Petit livre, grand roman. C’est un peu l’impression que l’on a quand on referme une nouvelle fois ce chef d’œuvre de Steinbeck. Le texte a beau renvoyer à une Amérique oubliée, le contexte, les personnages, la langue à un temps révolu, la magie tragique de ce petit livre opère toujours. Alors, quand Gallimard propose une nouvelle traduction de l’œuvre, on serait bien sot de ne pas s’y replonger.
« En plein cœur de la Grande Dépression, George et Lennie, deux ouvriers agricoles, parcourent à pied la Californie en quête de travaux journaliers dans des fermes. Malgré la rudesse de leur quotidien, ils partagent le même rêve : s’offrir leur propre lopin de terre avec des animaux. Plus que tout, ils veulent croire qu’un jour ils récolteront les fruits de leur labeur. » Voilà pour rappel l’intrigue que beaucoup d’entre nous ont découvert au cinéma avec Gary Sinise dans le rôle de George et John Malkovich dans le rôle de Lennie. A l’écran comme sur papier, le jeu des contraires est frappant, une forme de Laurel et Hardie tragique.
Tout dans ce livre est jeu de miroir et d’excès. La force de Lennie répond à sa naïveté, l’intelligence de George au désespoir de sa situation. Difficile de ne pas être ému par ces destins brisés dans une Amérique qui ne pardonne rien.
Remercions donc Agnès Desarthe, la nouvelle traductrice, de nous inciter à porter un regard neuf sur une œuvre que, non sans prétention, on pensait connaître.
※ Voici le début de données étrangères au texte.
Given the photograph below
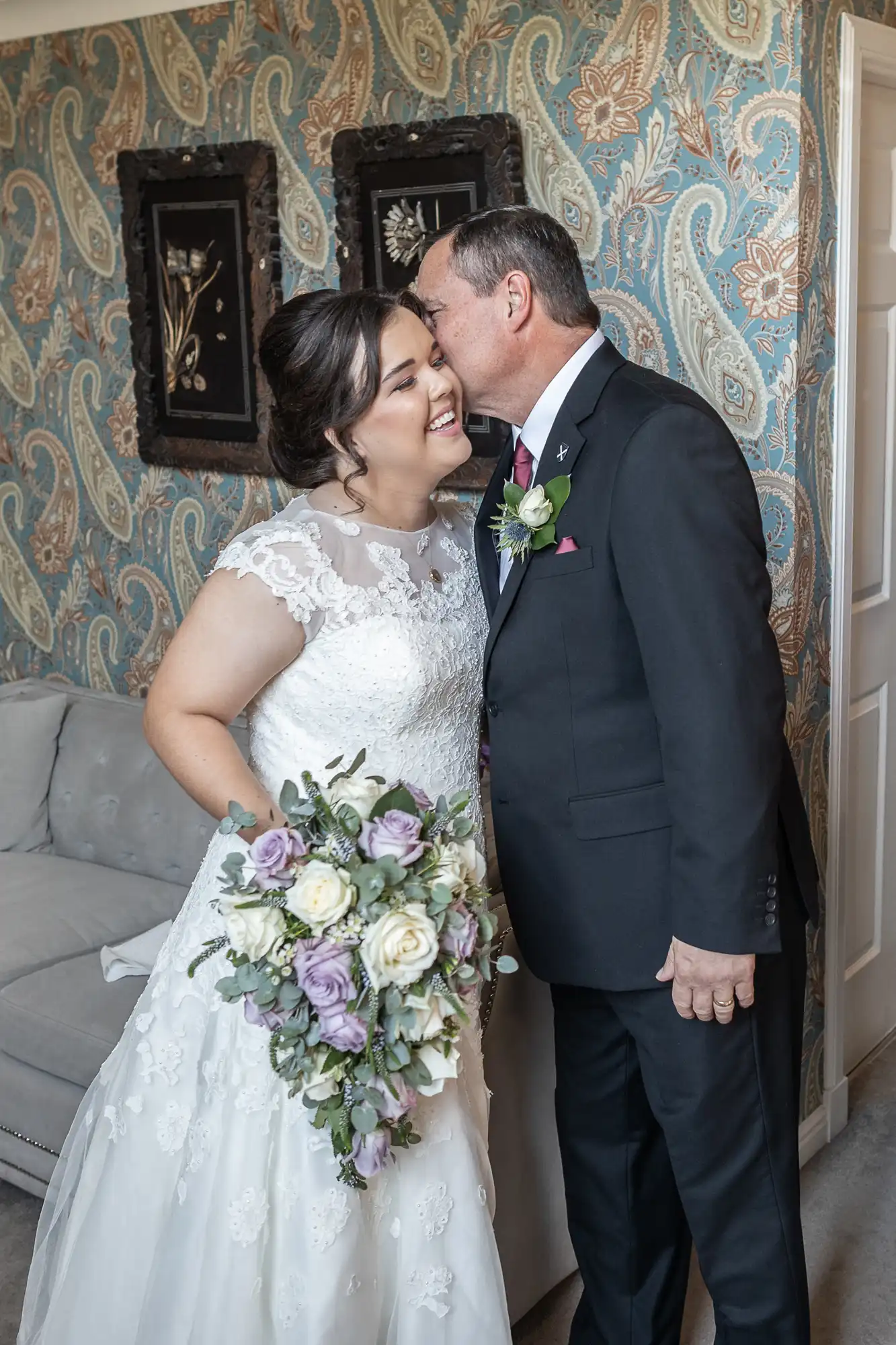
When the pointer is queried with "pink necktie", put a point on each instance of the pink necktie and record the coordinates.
(522, 466)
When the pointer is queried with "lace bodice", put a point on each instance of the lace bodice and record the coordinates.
(395, 636)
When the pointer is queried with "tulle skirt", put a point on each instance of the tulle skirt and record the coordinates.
(194, 1203)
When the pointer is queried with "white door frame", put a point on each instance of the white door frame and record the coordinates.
(868, 54)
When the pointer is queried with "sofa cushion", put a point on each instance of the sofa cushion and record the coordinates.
(29, 732)
(112, 801)
(67, 1019)
(53, 909)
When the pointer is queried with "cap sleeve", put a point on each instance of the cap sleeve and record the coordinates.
(290, 562)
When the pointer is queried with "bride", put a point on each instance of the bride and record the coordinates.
(194, 1203)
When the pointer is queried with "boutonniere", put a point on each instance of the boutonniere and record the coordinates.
(528, 520)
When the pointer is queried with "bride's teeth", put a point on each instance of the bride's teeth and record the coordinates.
(446, 419)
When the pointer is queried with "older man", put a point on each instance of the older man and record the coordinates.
(649, 825)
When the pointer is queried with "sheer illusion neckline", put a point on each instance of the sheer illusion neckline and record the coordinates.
(356, 521)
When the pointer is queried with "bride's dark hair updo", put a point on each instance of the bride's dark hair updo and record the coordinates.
(321, 356)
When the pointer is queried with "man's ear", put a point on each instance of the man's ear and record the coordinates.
(518, 299)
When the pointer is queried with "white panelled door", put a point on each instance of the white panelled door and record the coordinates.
(870, 787)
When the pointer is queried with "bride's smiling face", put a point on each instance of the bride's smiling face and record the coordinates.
(413, 427)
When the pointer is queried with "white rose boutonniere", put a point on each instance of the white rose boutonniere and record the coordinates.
(528, 520)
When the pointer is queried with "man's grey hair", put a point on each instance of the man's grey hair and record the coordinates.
(490, 244)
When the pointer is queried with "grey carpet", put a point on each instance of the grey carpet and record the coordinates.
(849, 1213)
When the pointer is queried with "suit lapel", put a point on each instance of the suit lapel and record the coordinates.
(559, 458)
(485, 539)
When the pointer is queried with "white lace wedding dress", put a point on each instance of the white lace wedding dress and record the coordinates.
(194, 1203)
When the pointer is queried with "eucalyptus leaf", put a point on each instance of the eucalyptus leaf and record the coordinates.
(349, 818)
(364, 1118)
(247, 978)
(399, 798)
(557, 493)
(401, 1055)
(393, 872)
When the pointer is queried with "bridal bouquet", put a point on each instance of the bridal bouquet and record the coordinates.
(360, 934)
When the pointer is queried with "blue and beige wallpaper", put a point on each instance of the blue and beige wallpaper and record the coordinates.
(688, 145)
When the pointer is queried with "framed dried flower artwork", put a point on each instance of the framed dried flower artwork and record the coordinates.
(202, 254)
(399, 185)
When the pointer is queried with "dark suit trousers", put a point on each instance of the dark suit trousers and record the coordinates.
(671, 1128)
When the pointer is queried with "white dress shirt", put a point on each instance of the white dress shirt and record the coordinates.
(544, 414)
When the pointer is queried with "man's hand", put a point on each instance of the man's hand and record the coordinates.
(705, 985)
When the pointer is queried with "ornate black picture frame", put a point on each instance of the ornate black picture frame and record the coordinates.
(395, 186)
(202, 258)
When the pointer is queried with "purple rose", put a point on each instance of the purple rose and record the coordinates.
(460, 942)
(396, 835)
(323, 972)
(343, 1031)
(370, 1152)
(268, 1019)
(272, 853)
(393, 1109)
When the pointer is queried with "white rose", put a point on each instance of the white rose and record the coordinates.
(321, 1086)
(253, 931)
(400, 946)
(451, 870)
(459, 864)
(321, 895)
(440, 1067)
(473, 861)
(360, 794)
(431, 1012)
(534, 508)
Sans révolutionner le texte ni encore moins toucher à sa structure (encore heureux), cette nouvelle approche, où le langage est restitué avec force, rappelle la modernité et la résistance au temps du roman de Steinbeck.
Si rien ne peut remplacer la version originale d’une œuvre, si la traduction n’est toujours qu’un exercice impossible, soyons heureux de disposer de si belles portes d’entrée.